Q. “Did you agree that this settlement in Colorado would be the complete settlement for your injuries no matter what your final disabilities were?

A. No.”

The lump sum award contains the following language:

“In the above entitled cause the Commission, having examined the entire file, finds that a lump sum settlement should be granted for the purpose contained in claimant’s application and for no other purpose.” (Emphasis supplied).

The “claimant’s application” is not in the record before us. The record does not support a plea of res judicata as to Bailey.

At the time of the Arizona hearing Agee had not received a lump sum settlement. A later lump sum settlement in excess of eleven thousand dollars was paid to Agee. The action of The Industrial Commission of Colorado in approving the settlement contains the identical language quoted above in relation to the Bailey settlement and the file in Arizona does not reflect the Agee application for settlement. The record does not support a plea of res judicata as to Agee.

In view of the record before us, we need not interpret the Colorado statutes relative to workmen’s compensation. We need not give consideration to the application of the cases of Magnolia Petroleum Co. v.

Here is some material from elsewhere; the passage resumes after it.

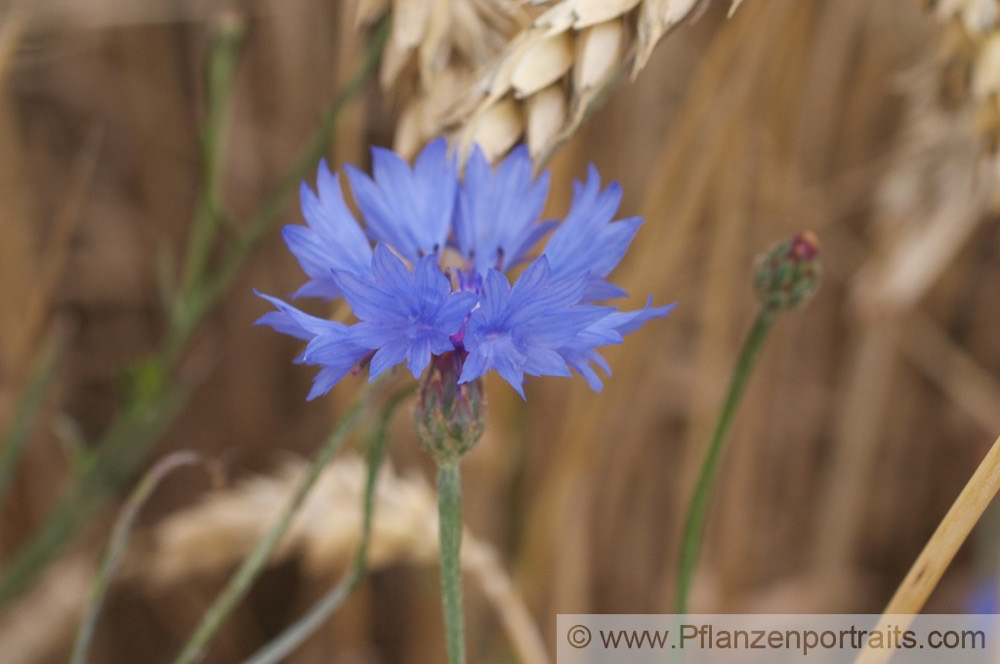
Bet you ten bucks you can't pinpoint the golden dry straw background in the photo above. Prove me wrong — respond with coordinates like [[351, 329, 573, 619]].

Hunt, 320 U.S. 430, 64 S.Ct. 208, 88 L.Ed. 149, 150 A.L.R. 413 (1943) and Industrial Commission of Wisconsin v. McCartin, 330 U.S. 622, 67 S.Ct. 886, 91 L.Ed. 1140, 169 A.L.R. 1179 (1947). These cases are cited in the Arizona report of th Collins decision.

In the Collins opinion the Arizona Supreme Court recognized (79 Ariz. at 225, 286 P.2d at 218):

“* * * A first award would be credited to the second and result in only one total compensation.”

In his dissent this principle was enlarged by Mr. Justice Struckmeyer as follows: (79 Ariz. at 237, 286 P.2d at 226).

“The purpose of both Workmen’s Compensation Acts can be fully carried out if an employer doing business in the state of Arizona is required to carry that amount of insurance sufficient to compensate his employees for the difference, if any, between what the foreign state and what the state of Arizona will pay. The employee in the case of his injury or his dependents in case of his death can obtain compensation in the place of his employment and Arizona can pay the difference between the two states, if any. It is now accepted in leading jurisdictions that an award in one state does not bar a further and subsequent award in the second based on the difference in the amounts allowed in the two states.”

The awards are set aside.

DONOFRIO, C.J., and CAMERON, J., concur.